Sunday, July 20, 2008


Amazon “Top 500 Reviewer” Dr. Cathy Goodwin said in part in her review of MRS. LIEUTENANT: A SHARON GOLD NOVEL:

As I read, I was reminded of Rona Jaffe's classic, The Best of Everything, made into a movie that captured the 50s era career woman.

What Jaffe did for the college graduate in publishing, Miller does for the
Vietnam era junior officer's wife.

I have to admit that I had never heard of the book (which was first published when I was 10) or the 1959 movie based on the book. Of course I clicked on Amazon and bought the book.

The novel starts in 1952, the year I was four, my brother two, and my parents got their first car and their first television. The book’s depiction of all career women as just waiting till they could hook some man and give up their job depressed me.
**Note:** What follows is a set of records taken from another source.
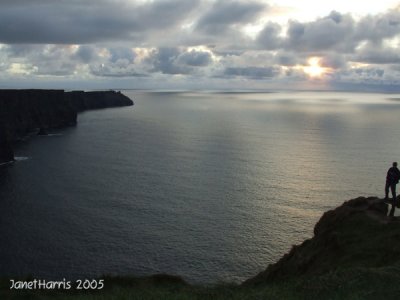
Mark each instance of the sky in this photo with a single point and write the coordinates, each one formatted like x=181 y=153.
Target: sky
x=200 y=44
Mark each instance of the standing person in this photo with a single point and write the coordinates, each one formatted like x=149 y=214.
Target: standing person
x=392 y=178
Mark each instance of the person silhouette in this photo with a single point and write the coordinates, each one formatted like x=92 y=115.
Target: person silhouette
x=392 y=178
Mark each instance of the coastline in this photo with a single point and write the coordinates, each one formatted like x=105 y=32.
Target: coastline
x=354 y=254
x=26 y=111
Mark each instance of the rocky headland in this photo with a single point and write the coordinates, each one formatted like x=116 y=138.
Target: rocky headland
x=26 y=111
x=354 y=254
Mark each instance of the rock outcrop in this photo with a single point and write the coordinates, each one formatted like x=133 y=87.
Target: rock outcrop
x=24 y=111
x=358 y=234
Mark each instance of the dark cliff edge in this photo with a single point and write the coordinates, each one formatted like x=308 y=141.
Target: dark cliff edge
x=354 y=254
x=25 y=111
x=355 y=238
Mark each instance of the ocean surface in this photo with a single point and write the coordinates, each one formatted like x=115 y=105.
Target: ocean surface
x=209 y=186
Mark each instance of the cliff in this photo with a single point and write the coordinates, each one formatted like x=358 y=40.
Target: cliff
x=356 y=235
x=23 y=111
x=354 y=254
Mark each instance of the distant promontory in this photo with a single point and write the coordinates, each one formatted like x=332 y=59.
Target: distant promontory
x=26 y=111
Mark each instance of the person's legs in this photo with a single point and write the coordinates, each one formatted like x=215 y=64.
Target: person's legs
x=393 y=190
x=387 y=190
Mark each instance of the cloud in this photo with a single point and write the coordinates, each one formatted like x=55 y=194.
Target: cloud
x=224 y=14
x=200 y=40
x=79 y=22
x=252 y=72
x=333 y=32
x=269 y=38
x=196 y=58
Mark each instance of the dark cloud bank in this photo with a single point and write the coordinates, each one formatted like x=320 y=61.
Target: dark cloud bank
x=195 y=39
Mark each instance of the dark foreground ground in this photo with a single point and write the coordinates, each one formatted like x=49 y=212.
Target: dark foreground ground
x=354 y=254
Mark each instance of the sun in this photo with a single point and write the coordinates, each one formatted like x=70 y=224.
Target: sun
x=314 y=68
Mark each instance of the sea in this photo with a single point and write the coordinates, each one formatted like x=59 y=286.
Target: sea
x=211 y=186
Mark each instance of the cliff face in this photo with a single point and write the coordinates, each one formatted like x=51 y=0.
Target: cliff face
x=358 y=234
x=22 y=111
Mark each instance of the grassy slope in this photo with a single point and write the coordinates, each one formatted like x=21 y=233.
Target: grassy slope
x=357 y=258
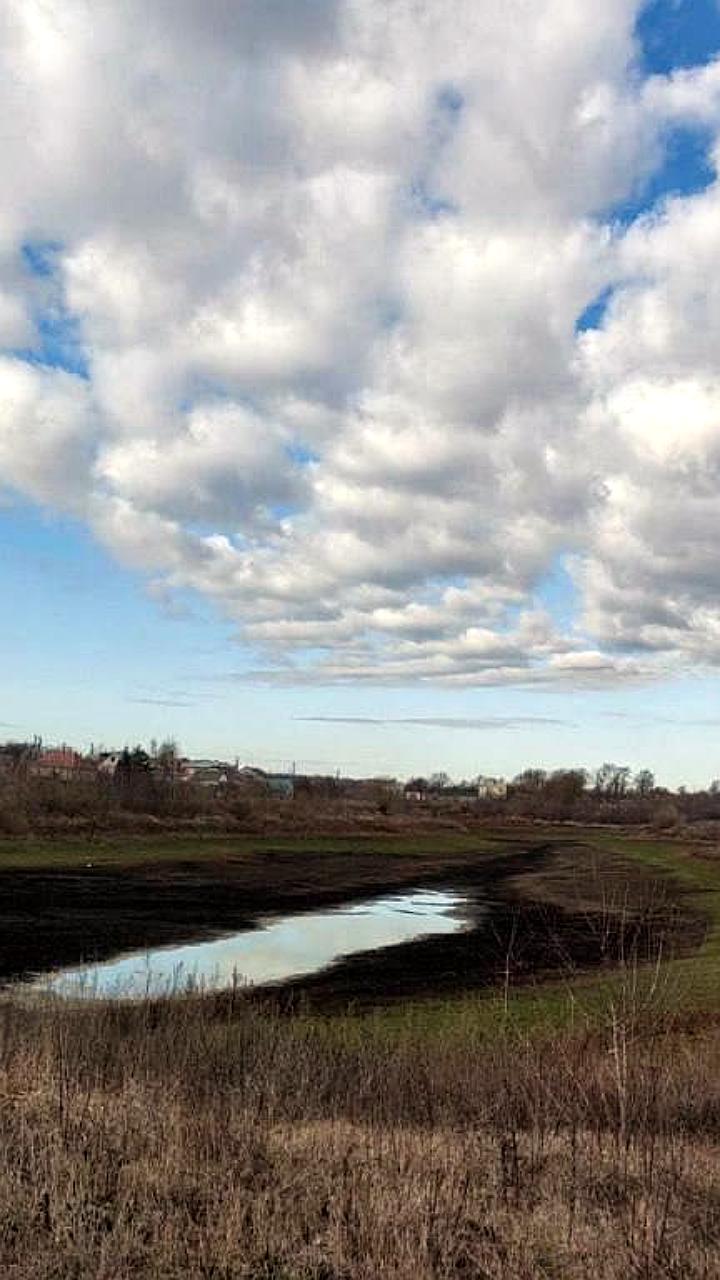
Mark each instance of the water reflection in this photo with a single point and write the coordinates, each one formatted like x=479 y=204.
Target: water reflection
x=287 y=947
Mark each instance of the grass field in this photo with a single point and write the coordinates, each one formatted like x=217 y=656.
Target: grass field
x=565 y=1129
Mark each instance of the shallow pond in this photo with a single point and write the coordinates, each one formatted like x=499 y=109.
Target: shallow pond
x=277 y=950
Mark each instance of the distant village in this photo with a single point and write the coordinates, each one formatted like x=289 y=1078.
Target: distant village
x=63 y=763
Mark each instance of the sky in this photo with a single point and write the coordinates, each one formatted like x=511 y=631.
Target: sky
x=360 y=382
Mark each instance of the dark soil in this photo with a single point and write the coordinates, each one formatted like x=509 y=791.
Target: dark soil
x=519 y=927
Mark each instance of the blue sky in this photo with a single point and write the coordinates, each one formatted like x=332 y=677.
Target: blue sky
x=90 y=657
x=95 y=650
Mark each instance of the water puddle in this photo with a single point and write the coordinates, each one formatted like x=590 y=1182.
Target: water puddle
x=287 y=947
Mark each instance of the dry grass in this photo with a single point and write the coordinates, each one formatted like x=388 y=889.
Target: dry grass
x=195 y=1141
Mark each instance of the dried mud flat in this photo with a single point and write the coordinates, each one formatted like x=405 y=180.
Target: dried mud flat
x=531 y=912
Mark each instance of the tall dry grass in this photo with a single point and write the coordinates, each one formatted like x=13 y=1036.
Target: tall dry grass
x=217 y=1139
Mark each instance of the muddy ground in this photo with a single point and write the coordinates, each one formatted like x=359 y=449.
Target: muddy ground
x=532 y=912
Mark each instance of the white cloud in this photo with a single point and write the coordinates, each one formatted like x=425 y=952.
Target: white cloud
x=324 y=260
I’m not saying this wasn’t true then, just that it depressed me.

Years ago in Philadelphia at the Norman Rockwell Museum I saw the cover of a Saturday Evening Post illustrated by his artwork. The date of the issue was some time after 1945. And the title of one of the issue’s featured articles announced on the cover went something like this: Now that the men have returned can the girls keep their jobs?

Those words “can the girls keep their jobs” have always haunted me. I had read somewhere that, in the second half of the 1940s, there was a concerted propaganda campaign to get women who’d worked during WWII to return to their places at home.

And this propaganda campaign meant that those of us who were early feminists had to spend the 1970s fighting for our place in the workforce. I won’t repeat here the things I was told as a Mrs. Lieutenant as to why I couldn’t have a job. Or what was said to me in job interviews when I returned to civilian life.

I do know that, when I taught newswriting courses at Temple University Center City in the mid-1970s, I had to first overcome the prejudices of both male and female students towards women. Only then could I get these students to report about women in the same neutral tones that they reported about men.

(I’ll never forget when a front-page Wall Street Journal article, talking about a woman, said “the blond” did such and such. In those days I had quite a collection of newspaper clippings featuring derogatory portrayals of women.)

So while I very much appreciate the good review that Goodwin gave to MRS. LIEUTENANT, I do hope that my portrayal of the wives of four junior army officers in 1970 was not as one-sided as Rona Jaffe’s portrayal of young “career” women in the early 1950s.